- Ərkivan Location within Azerbaijan
- Coordinates: 39°01′06″N 48°39′00″E﻿ / ﻿39.01833°N 48.65000°E
- Country: Azerbaijan
- Rayon: Masally

Population (2014)
- • Total: 15,654
- Time zone: UTC+4 (AZT)

= Ərkivan =

Ərkivan (Ákon) is a village and the most populous municipality in the Masally Rayon of Azerbaijan. With 15,654 inhabitants, Ərkivan is the largest rural community in Azerbaijan.

Arkivan settlement of Masalli region of the Republic of Azerbaijan is one of the ancient settlements of the republic.  The findings of the Bronze and Iron Ages found here also prove it.
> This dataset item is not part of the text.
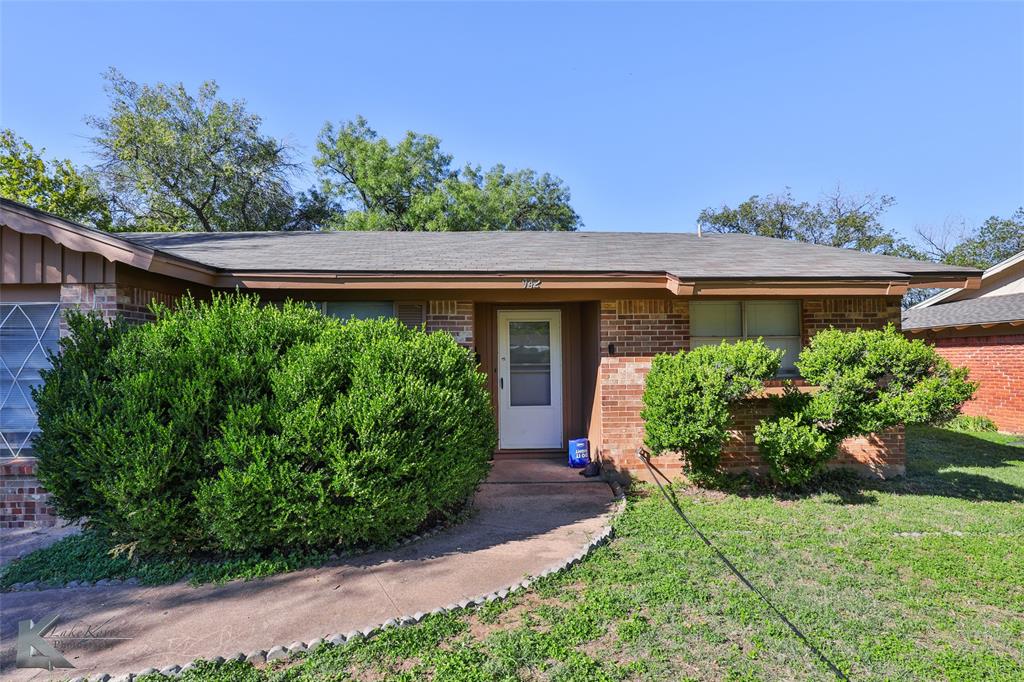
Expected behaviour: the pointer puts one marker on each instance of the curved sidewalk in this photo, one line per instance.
(530, 514)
In 1985, the Paleolithic archeological expedition of the Institute of History of ANAS under the leadership of Professor Asadulla Jafarov conducted archeological excavations in the territory of Arkivan on the right bank of the Vilesh River.  During this research, stone products of the Upper Paleolithic period were found in the territory of Arkivan. This discovery allows us to say that ancient people settled in the territory of Arkivan.

Arkivan settlement is located 2 km west of Masalli, on the right bank of the Vilash River, at the foot of the Talish Mountains, in the Lankaran lowland. The Lankaran Lowland is located between the Talish Mountains and the Caspian Sea.

Arkivan settlement was included in Dashtvand district, one of the 8 districts of Talish khanate.  It was a very rich place, covering the Talish Mountains in the west, the Caspian Sea and the Mughan Plain in the east, the present-day Boradigah in the south, and Goytapa in the north. Arkivan is considered to be the center of this district, as if it were a ring. Some researchers say that Dashtvand and Arkiva are generally the same place. According to S. Kazimbayoglu, "Arkivan, one of the largest districts of the Talysh khanate, was located in the north of the khanate, the western part was mountainous and the eastern part was plain. It borders Safidasht district and Iran."

According to the name of Dashtvand district, many researchers call Arkivan a place by the sea.  Until recent years, the remains of anchors found in several places in the village further strengthen the possibility that this was a seaside settlement.  The fact that the level of the Caspian Sea has risen sharply 6-7 times in recent millennia, and the fact that a number of places, including the city of Lankaran, have been flooded, once again confirms this idea.

A number of historians claim that Sheikh Safi (1252-1334) was in Arkivan.

The toponym Arkivan is also found in the map of the 16th century in the book "Historical Geography of Azerbaijan" published in Russian.

Russian Tsar Peter I (1672-1725) presented the Arkivan settlement to Bernard Alexandrovich, known among Russian figures by the nickname "Kerch".

Until now, there are various opinions, legends and folk etymology about the origin of the Arkivan paleotoponymy.

One of the legends says that the village was also called Arkivan because the first inhabitants of this village spoke very arkan.  "Arkivan" means arkyana, men, people who speak with courage.

A group of linguists note that the toponym Arkivan was formed in connection with the name "tree", "shrub".  The village was named Arkivan because it was supposed to be a tree species in the area.

"Erk" in Persian means "fortress", "reference", "i" unifying sound, and "van" means place.  Arkiva means a village built near the fortress, on the site of a fortress.
Arkivan means a fortified place, a fortified place.  "Erk" means castle, "van" means place. In another source - Vagif Yusifli's book "Arkivan and Arkivan people" it is mentioned: Arkivan, Arkavan, Ardjuvan and Akon.  "Akon" is from the word "ekon" in the Talysh language.  "A" is the plural suffix "ke" ev, "on".  The most convincing variant of this toponym in Talysh is "Arkon", which means masculine.